Cuando los gobiernos entran de manera obscena en las vidas de sus ciudadanos, por ejemplo limitando las libertades de movimientos, reunión o incluso diciendo el número de personas con el cual está permitido reunirse, la democracia como tal está muerta. El estado se vuelve despótico, autoritario y totalitario, una dictadura curiosamente muy parecida a la China, de donde vino este virus.
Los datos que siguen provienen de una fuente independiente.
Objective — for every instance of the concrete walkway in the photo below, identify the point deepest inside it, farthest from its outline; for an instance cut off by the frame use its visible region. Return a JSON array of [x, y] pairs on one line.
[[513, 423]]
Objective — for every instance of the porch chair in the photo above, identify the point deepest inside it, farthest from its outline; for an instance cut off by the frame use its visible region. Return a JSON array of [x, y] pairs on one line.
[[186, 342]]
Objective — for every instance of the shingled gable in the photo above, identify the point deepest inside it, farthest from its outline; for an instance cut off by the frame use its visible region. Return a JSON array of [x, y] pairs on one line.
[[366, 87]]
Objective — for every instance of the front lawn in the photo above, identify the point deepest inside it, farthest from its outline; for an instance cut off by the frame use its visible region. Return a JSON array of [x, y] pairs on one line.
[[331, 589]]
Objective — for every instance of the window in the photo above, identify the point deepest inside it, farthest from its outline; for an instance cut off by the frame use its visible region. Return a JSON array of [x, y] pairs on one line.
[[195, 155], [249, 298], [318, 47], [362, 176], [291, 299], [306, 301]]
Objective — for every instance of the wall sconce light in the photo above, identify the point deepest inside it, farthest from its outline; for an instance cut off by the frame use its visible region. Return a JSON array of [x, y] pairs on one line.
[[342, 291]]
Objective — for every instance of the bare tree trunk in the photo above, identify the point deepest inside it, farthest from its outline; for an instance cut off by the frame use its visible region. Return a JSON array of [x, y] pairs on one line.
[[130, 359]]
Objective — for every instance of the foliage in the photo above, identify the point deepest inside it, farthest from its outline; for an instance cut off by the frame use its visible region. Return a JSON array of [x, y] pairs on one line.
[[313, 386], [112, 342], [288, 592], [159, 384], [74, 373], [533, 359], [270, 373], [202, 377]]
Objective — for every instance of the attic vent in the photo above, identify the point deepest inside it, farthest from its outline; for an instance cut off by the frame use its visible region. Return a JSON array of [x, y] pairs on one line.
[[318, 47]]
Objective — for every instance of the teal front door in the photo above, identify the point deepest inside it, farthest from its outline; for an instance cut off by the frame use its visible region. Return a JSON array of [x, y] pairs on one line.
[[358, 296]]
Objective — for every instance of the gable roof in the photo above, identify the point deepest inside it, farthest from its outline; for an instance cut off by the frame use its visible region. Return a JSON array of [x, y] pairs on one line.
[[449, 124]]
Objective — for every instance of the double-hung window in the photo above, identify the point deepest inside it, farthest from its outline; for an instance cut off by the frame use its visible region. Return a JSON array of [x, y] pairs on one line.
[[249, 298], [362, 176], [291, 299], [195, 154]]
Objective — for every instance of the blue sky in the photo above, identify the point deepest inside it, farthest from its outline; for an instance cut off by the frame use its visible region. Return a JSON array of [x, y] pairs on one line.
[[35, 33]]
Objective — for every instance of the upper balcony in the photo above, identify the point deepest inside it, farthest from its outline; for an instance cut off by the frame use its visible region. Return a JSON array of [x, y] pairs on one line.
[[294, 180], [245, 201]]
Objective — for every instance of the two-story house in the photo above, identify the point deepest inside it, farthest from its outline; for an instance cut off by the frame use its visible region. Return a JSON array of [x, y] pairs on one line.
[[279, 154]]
La larga mano del poder llega a todos lados con estas políticas. Emplea y manipula una emoción natural y humana que aparece cuando nos vemos en peligro: el miedo. Cuando este se hace extremo y no se ve salida aparece el pánico que inmoviliza, que deja inmune al sujeto a merced del victimario. Poco después se impone el terror ante el horror de que la tragedia es inevitable. Entonces cualquier solución aplicada por quien sea es sumisamente aceptada. Finalmente el hombre se acostumbra a la servidumbre y mucho más si va ligada con un cierto confort tecnológico que suple viejas necesidades de naturaleza espiritual. Como en China.

Se hace política globalista con el virus chino. Ya impusieron la mascarilla uniformando a la población quitándole su rostro e identidad, alejándola de sus semejantes e instalando en el subconsciente que lo táctil se convierte en mortal. Lo que sigue puede ser aún peor.

Ante esta situación hay una salida política para derrotar al miedo y también otros caminos por recorrer. Para ello es necesario que los pueblos soberanos se pongan en pie y alcen la voz, disientan del poder despótico, atreviéndose a enfrentarlo. Es necesario que surjan nuevos dirigentes formados en el trabajo, la capacidad y el mérito. Líderes que recuperen la identidad que quieren destruir, que pasen al frente y encabecen el reclamo de sentido común y libertad de millones de personas que hoy aún están silenciosas.

La vacuna para la pandemia del totalitarismo globalista es el coraje y la valentía del reclamo de un mundo diferente al que muestra el telediario. Un mundo de ciudadanos libres, con pasado y con futuro. Sin miedo a nada ni a nadie, y mucho menos a un virus chino.